Однако это было не единственное преступление Лоу. Когда Киприани посвятил в известную ему тайну заговора неаполитанского комиссара полиции, своего родственника Соличетти, Лоу при пособничестве одного субъекта по имени Висконти, приехавшего специально с Капри и соорудившего адскую машину, попытался погубить Соличетти. Это покушение по счастливой случайности прошло благополучно для Соличетти, хотя его дом превратился в груду развалин, под которым погибла одна из его дочерей. Висконти был схвачен и расстрелян, а его отец, приговоренный к пожизненному тюремному заключению, выдал Киприани, что как покушение на жизнь короля Жозефа, так и взрыв дома Соличетти были задуманы Хадсоном Лоу, губернатором Капри, который дал на это деньги и нужные инструкции.
Но Соличетти все-таки стал жертвой Лоу. С течением времени он сделался министром полиции короля Жозефа, а потом, при Мюрате, организовал национальную гвардию в Неаполе. И вот однажды он был приглашен на официальный обед, затеянный не без соучастия Хадсона Лоу, а на другой день, 23 декабря 1809 года, внезапно скончался, по всей вероятности, отравленный. Киприани, сильно потрясенный внезапной смертью своего покровителя и родственника, не замедлил обвинить Лоу в этом новом преступлении.
После подобных событий не удивительно, что появление на острове Святой Елены храброго корсиканца сильно подействовало на Хадсона Лоу, этого тюремщика Наполеона.

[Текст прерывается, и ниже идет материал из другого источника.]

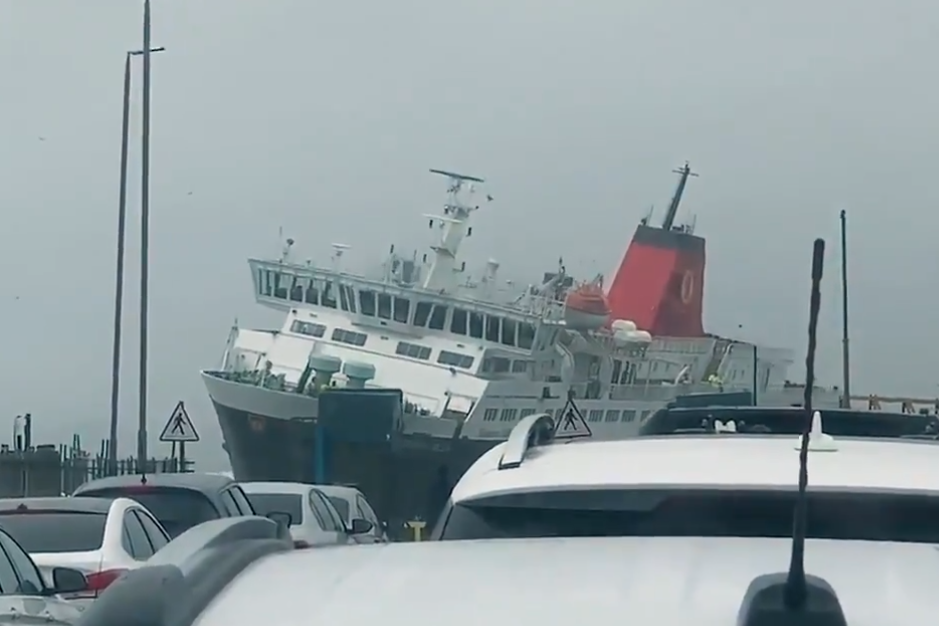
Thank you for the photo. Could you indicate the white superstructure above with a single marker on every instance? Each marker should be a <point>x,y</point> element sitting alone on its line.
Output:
<point>471,356</point>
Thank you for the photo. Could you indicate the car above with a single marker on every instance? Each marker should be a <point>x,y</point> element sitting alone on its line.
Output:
<point>352,505</point>
<point>708,484</point>
<point>242,571</point>
<point>177,501</point>
<point>311,517</point>
<point>26,596</point>
<point>101,537</point>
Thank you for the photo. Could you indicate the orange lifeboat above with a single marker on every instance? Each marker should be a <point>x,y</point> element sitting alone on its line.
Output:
<point>586,307</point>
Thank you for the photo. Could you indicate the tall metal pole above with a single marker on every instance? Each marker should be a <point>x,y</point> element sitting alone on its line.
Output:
<point>119,280</point>
<point>144,246</point>
<point>845,354</point>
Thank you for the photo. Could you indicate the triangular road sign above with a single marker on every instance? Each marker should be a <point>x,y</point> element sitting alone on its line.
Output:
<point>570,423</point>
<point>179,428</point>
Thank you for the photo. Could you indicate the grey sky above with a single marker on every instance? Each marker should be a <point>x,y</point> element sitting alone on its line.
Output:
<point>323,117</point>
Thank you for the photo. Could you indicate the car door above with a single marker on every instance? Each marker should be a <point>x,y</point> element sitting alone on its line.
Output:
<point>330,523</point>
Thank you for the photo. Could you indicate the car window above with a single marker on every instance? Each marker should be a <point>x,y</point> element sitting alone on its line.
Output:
<point>55,531</point>
<point>30,581</point>
<point>733,512</point>
<point>328,512</point>
<point>155,534</point>
<point>228,501</point>
<point>176,509</point>
<point>244,505</point>
<point>367,511</point>
<point>267,503</point>
<point>342,506</point>
<point>139,543</point>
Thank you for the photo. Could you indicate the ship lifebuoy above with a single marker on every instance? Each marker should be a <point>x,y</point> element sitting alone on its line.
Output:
<point>687,287</point>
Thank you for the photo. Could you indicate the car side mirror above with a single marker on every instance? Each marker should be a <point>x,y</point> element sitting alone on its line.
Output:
<point>360,526</point>
<point>68,580</point>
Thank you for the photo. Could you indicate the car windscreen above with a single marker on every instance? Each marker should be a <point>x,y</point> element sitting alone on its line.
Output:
<point>732,512</point>
<point>342,505</point>
<point>267,503</point>
<point>175,508</point>
<point>55,531</point>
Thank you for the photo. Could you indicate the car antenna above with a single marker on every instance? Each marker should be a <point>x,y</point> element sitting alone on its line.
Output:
<point>795,598</point>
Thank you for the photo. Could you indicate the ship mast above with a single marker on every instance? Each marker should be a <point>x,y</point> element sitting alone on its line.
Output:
<point>684,173</point>
<point>456,214</point>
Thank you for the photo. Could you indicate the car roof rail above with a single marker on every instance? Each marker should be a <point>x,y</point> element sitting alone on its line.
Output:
<point>176,584</point>
<point>531,431</point>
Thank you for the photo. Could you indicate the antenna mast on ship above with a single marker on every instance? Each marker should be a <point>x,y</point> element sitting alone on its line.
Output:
<point>456,214</point>
<point>685,172</point>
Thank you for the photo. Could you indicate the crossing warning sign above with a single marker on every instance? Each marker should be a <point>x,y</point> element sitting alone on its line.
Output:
<point>570,423</point>
<point>179,428</point>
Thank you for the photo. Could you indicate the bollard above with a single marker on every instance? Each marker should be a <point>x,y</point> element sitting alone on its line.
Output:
<point>417,527</point>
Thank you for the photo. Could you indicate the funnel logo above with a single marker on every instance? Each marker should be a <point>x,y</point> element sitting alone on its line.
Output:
<point>687,287</point>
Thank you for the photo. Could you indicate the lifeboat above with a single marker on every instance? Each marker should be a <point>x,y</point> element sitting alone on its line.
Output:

Вдобавок он узнал, что другой корсиканец, по имени Сантини, хвастался, что при первом удобном случае всадит пулю в голову губернатора. Крайне трусливый, Лоу испугался теперь соглашения между Сантини и Киприани, а потому решил избавиться от последнего, Он надеялся, что доктор О'Мира, из страха или в расчете на повышение по службе, награды, примет участие в его планах, однако ошибся в своих расчетах.
Лоу заперся на целый день в кабинете, принялся составлять донесения, прочитывать полицейские заметки, отмечать бумаги, исписанные грубым почерком доносчиков.
На острове, между прочим, жил бедный негр-невольник по имени Тоби. Встречая его несколько раз, Наполеон ласково разговаривал с ним и наконец приказал Бертрану выплатить за него Капской компании требуемую сумму, чтобы выкупить старика из неволи. Тоби обожал Наполеона и называл его на своем наивном языке Бонн. Завидев императора во время кратких прогулок, негр издавал радостные восклицания, подносил ему орхидеи, сорванные им в расщелинах скал, дарил также птичьи перья ярких цветов и не знал, каким образом выразить свое почтение и привязанность царственному изгнаннику.
Между тем агент Капской компании, согласно воле Хадсона Лоу, не принял предложения о выкупе несчастного негра. Безжалостные палачи старались лишить императора даже нравственного удовлетворения, которое доставил бы ему этот выкуп.
По донесениям полиции, Киприани часто заходил в хижину Тоби и разговаривал с последним, потешаясь над его образным первобытным языком.